The customers ordering AM components from you, to which sectors do they belong?
Hoffmann: Among our customers are manufacturers of medical appliances, automotive manufacturers, aerospace and aviation companies, and increasingly, also mechanical engineers. When it comes to the development of manufacturing technology and equipment, many sectors rely on the flexibility and freedom of construction offered by additive technologies. Often, additive manufacturing offers optimal solutions in particular to special engineering with its small batch sizes.
Do you as a user wish for optimization in today’s system technology?
Hoffmann: Obviously, we want systems that will speed up the production process. However, it is important to see the whole chain as one. So far, consistent process chains are just a vision. The Automation Roadmap we developed in the Additive Manufacturing Association shows the road we need to travel as an industry. In terms of thinking, people are ready. Now, the phase of implementation needs to start.
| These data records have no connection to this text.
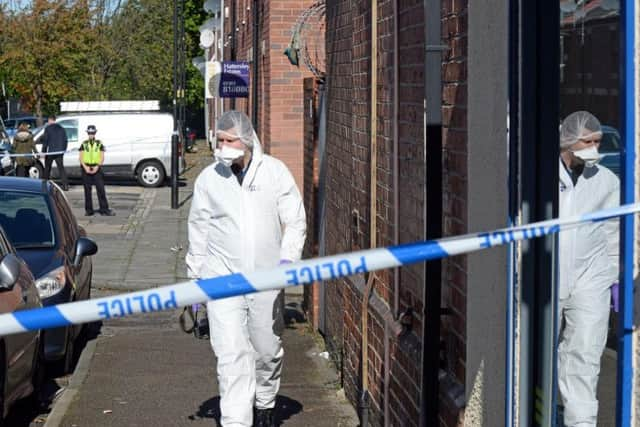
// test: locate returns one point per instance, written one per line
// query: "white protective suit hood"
(243, 227)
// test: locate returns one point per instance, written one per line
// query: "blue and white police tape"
(47, 153)
(299, 273)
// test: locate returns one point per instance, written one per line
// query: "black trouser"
(96, 179)
(59, 159)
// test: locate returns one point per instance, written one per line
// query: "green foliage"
(60, 50)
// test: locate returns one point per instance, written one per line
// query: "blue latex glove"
(615, 297)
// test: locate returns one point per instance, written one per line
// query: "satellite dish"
(568, 6)
(206, 38)
(212, 6)
(610, 4)
(210, 24)
(199, 62)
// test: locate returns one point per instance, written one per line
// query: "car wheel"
(64, 366)
(150, 173)
(36, 171)
(38, 373)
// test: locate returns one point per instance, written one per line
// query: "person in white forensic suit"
(588, 266)
(246, 214)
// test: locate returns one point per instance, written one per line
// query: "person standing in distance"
(24, 146)
(247, 214)
(588, 267)
(91, 160)
(55, 141)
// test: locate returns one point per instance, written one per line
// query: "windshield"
(610, 142)
(26, 219)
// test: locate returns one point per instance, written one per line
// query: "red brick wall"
(280, 84)
(310, 192)
(454, 109)
(349, 190)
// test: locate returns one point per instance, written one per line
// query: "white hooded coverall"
(588, 266)
(240, 228)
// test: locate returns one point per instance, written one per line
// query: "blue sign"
(234, 82)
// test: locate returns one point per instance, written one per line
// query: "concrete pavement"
(144, 370)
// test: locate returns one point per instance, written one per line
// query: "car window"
(71, 128)
(610, 143)
(26, 218)
(67, 219)
(4, 246)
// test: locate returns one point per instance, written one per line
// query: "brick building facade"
(394, 362)
(280, 84)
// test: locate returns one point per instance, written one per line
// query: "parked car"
(5, 148)
(11, 124)
(138, 144)
(20, 354)
(45, 233)
(610, 149)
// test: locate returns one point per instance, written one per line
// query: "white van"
(137, 144)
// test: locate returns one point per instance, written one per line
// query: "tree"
(45, 51)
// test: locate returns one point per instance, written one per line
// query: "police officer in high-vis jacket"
(91, 160)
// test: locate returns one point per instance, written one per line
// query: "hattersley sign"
(234, 82)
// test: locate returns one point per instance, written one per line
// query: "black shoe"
(264, 418)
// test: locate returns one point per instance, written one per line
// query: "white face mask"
(589, 155)
(226, 155)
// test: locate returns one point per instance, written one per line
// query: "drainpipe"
(432, 213)
(233, 41)
(396, 208)
(364, 396)
(256, 56)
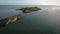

How do you imagine a typical AM process chain in the year 2030 – and who will be using it?
Hoffmann: Until then, industrial 3D printing will be a fully established manufacturing technology with fully interlinked data chains and a considerably higher degree of automation than today. AM systems will be specialized: one material for each system, not the general offer of today’s systems. Large and medium-sized businesses – among them H&H – will be operating several hundred AM systems. The vision of spare parts service on demand will become real; in the beginning just for complex component groups, then later also for simpler spare parts. All this calls for skilled people who are currently not sufficiently available. Here, enormous challenges are waiting for us. How will we train AM specialists? So far, we do not have qualified training or a suitable range of studies. This is something we need to address immediately!
Final question: what were your goals in joining the Additive Manufacturing Association?
Hoffmann: It is an absolutely necessary knowledge platform for mechanical engineering where interested parties can be assured to receive qualified information. The Association brings together AM specialists possessing cumulative knowhow with users and interested companies in an uncomplicated manner. For us, it is an important network where we are actively collaborating in several working groups. After all, we will only achieve industrialization quickly if we as a sector join our forces to collaborate.